It’s for the Harveston house, right? Don’t do it. That is mortage fraud and you are complicit. And, run from that loan broker and tell everyone you know not to use him/her.
You shouldn’t have PMI with an 80/20 loan. I take it you don’t have a down payment, so you ethically have to accept the lender guidelines and pay a higher rate on the 2nd. Instead of participating in a mortgage fraud, either pay the higher rate on the 2nd and figure out how to pay it down early, or don’t buy.
I sympathize with you in that it’s easy to fall down the “slippery slope” because “everybody else is doing it”, but you can take the high road here.

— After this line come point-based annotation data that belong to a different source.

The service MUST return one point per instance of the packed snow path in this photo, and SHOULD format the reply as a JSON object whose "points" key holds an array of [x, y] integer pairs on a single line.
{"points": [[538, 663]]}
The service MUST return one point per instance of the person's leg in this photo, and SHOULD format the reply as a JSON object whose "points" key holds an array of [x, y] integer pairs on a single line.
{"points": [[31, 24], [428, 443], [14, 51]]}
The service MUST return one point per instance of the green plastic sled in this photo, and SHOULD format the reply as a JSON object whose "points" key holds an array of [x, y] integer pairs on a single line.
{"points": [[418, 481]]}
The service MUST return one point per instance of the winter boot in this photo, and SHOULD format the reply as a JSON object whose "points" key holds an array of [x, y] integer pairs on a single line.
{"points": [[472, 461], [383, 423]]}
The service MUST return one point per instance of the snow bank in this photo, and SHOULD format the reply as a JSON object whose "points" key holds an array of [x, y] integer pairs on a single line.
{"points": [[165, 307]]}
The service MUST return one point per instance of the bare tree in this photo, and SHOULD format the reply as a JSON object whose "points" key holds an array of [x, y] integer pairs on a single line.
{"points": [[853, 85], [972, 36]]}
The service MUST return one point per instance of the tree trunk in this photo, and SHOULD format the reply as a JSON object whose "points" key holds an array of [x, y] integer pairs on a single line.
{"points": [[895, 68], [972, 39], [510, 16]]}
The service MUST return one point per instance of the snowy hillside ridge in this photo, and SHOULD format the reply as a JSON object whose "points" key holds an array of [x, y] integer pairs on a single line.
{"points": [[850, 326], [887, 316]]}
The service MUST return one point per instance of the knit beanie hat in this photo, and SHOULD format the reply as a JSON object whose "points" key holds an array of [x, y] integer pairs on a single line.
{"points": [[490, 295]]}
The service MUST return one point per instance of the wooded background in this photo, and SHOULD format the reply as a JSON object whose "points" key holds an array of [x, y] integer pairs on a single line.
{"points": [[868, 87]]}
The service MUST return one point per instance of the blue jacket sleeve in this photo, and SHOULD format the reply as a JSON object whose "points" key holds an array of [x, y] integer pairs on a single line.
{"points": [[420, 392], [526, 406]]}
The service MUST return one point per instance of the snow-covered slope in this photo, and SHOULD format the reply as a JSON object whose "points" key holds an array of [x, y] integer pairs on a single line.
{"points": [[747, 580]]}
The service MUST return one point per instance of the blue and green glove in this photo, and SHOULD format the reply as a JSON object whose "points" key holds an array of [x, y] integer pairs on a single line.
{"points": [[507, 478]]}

BTW, the difference in the prop tax at 1.9% Harveston rate on 20% of 430,000, or $86,000, is $1634 annually for year 1. Then you can expect the 2% assessed value increase annually so the incremental tax basis year 2 would be $87,720 and the prperty tax would increase to $1686. You can expect this increase yearly, unless property values tank and are reassessed down. And, while the general public merrily deducts that entire property tax bill on form 1040 schedule A, the amount is not entirely deductible – the portions relating to special assessments and considered by the IRS not to be taxes. But that’s another story because the IRS is auditing prop tax bills and many people in Mello-Roos areas are going to be unhappy campers when audited. 🙁
The difference on a 1% rate increase on 20% of $340,000, or $68,000, is 70 cents per thousand monthly, or 47.60 per month, or $571 annually. It seems to me you are better off paying the higher interest rate on a 2nd, even if it is 3 points higher than the 1st, as the interest is 100% deductible, decreases annually, and can be paid off entirely.